Metadata-Version: 2.1
Name: IdentificationOfClaims
Version: 0.1.1
Summary: Identifies Claims from Text
Author: Manav
Classifier: Programming Language :: Python :: 3
Classifier: License :: OSI Approved :: MIT License
Classifier: Operating System :: OS Independent
Requires-Python: >=3.6
Description-Content-Type: text/markdown


---
# Prompt Tuning for Claim Summarization

This Python package provides a tool to generate short summaries for content based on a set of zero-shot examples. The approach leverages prompt tuning to generate summaries of claims from input content using pre-existing models like  Gemini, without needing a fine-tuning phase.

## Approach

We utilize **prompt tuning** as the primary method for this project. Instead of fine-tuning the language model (which requires large datasets), we provide **prompts** by showing the model several examples of "Content" followed by the expected "Summary of Claims". This method is particularly useful when working with small datasets.

1. **Data**: The input data consists of "Content" (such as a conversation between a user and an agent) and "Reasons" (which are comma-separated summaries of the issues or claims).
   
2. **Zero-shot learning**: For each query, we randomly select a subset of examples (e.g., 7) from the dataset to use as reference examples. The prompt generator constructs a natural language prompt from these examples, asking the model to summarize the new content.

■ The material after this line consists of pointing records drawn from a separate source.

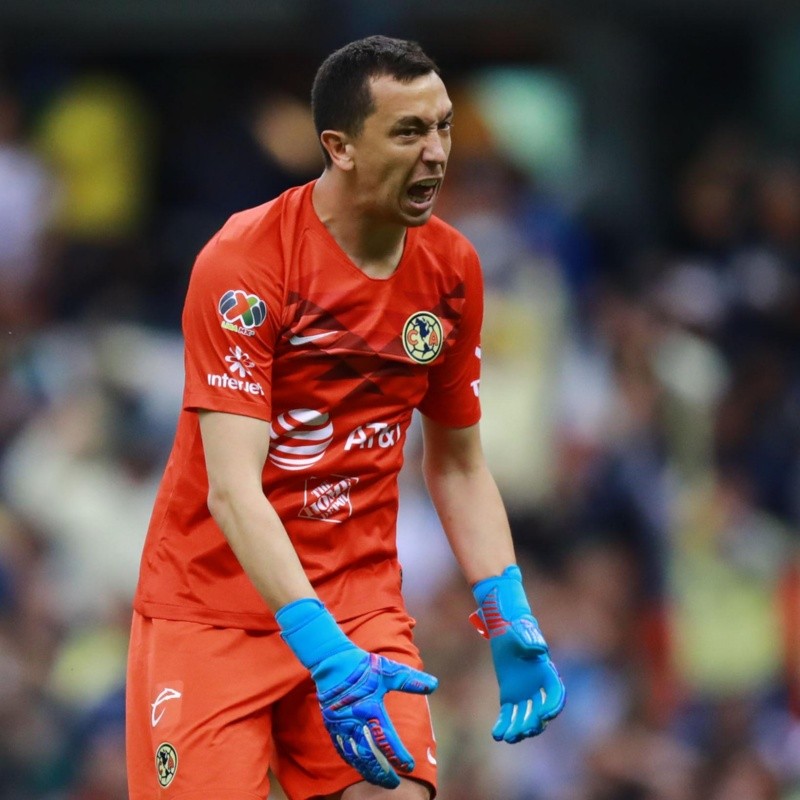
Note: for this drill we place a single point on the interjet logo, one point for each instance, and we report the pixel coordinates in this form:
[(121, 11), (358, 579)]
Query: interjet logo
[(239, 363)]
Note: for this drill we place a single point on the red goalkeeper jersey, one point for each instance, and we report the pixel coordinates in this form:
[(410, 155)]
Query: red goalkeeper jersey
[(279, 324)]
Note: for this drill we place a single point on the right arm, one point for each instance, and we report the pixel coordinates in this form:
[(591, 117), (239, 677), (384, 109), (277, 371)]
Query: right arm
[(235, 449)]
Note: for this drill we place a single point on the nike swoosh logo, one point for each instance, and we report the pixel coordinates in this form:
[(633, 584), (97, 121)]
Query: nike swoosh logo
[(295, 340), (166, 694)]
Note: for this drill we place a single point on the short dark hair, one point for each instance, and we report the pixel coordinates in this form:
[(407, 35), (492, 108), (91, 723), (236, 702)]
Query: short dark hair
[(340, 96)]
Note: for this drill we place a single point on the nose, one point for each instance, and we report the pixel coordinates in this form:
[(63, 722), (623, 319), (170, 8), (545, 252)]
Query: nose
[(436, 149)]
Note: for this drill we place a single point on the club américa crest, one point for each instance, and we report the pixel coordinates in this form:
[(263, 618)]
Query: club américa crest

3. **Evaluation**: We evaluate the model's performance using:
   - **ROUGE Scores**: Measures the overlap between the generated summary and the actual summary (Reason).
   - **Cosine Similarity**: Measures the similarity between the TF-IDF vectors of the generated summary and the actual reason.

## How to Use

### Installation

1. Clone the repository or download the `.zip` file.
2. Ensure you have the required dependencies installed. You can install them using the following:
   ```bash
   pip3 install setuptools 
   ```

### Usage

This package exposes two main functions to the user:

#### 1. **Performance Evaluation** (`perfomance_on_data`)

This function evaluates the model's performance across the entire dataset by generating summaries and calculating ROUGE and Cosine Similarity metrics.

```python
from your_package_name import perfomance_on_data

# Evaluate the performance on the dataset
perfomance_on_data()
```

**Output**: 
- The function will print out the generated summaries, the actual summaries, ROUGE scores, and Cosine Similarity scores for each example.
- It will also print the average ROUGE and Cosine Similarity scores across all examples.

#### 2. **Generate Summary on Query** (`genrate_on_query`)

This function allows the user to input a query (i.e., new content) and receive a generated summary of claims based on the trained model.

```python
from your_package_name import genrate_on_query

# Generate summary for a user-provided query
genrate_on_query()
```



---

## Dependencies

- `transformers`: For utilizing pre-trained language models.
- `sklearn`: For cosine similarity and vectorization.
- `rouge`: For calculating ROUGE scores.


---

This package offers a lightweight and flexible way to generate summaries using zero-shot learning and can be integrated into any workflow requiring natural language summarization.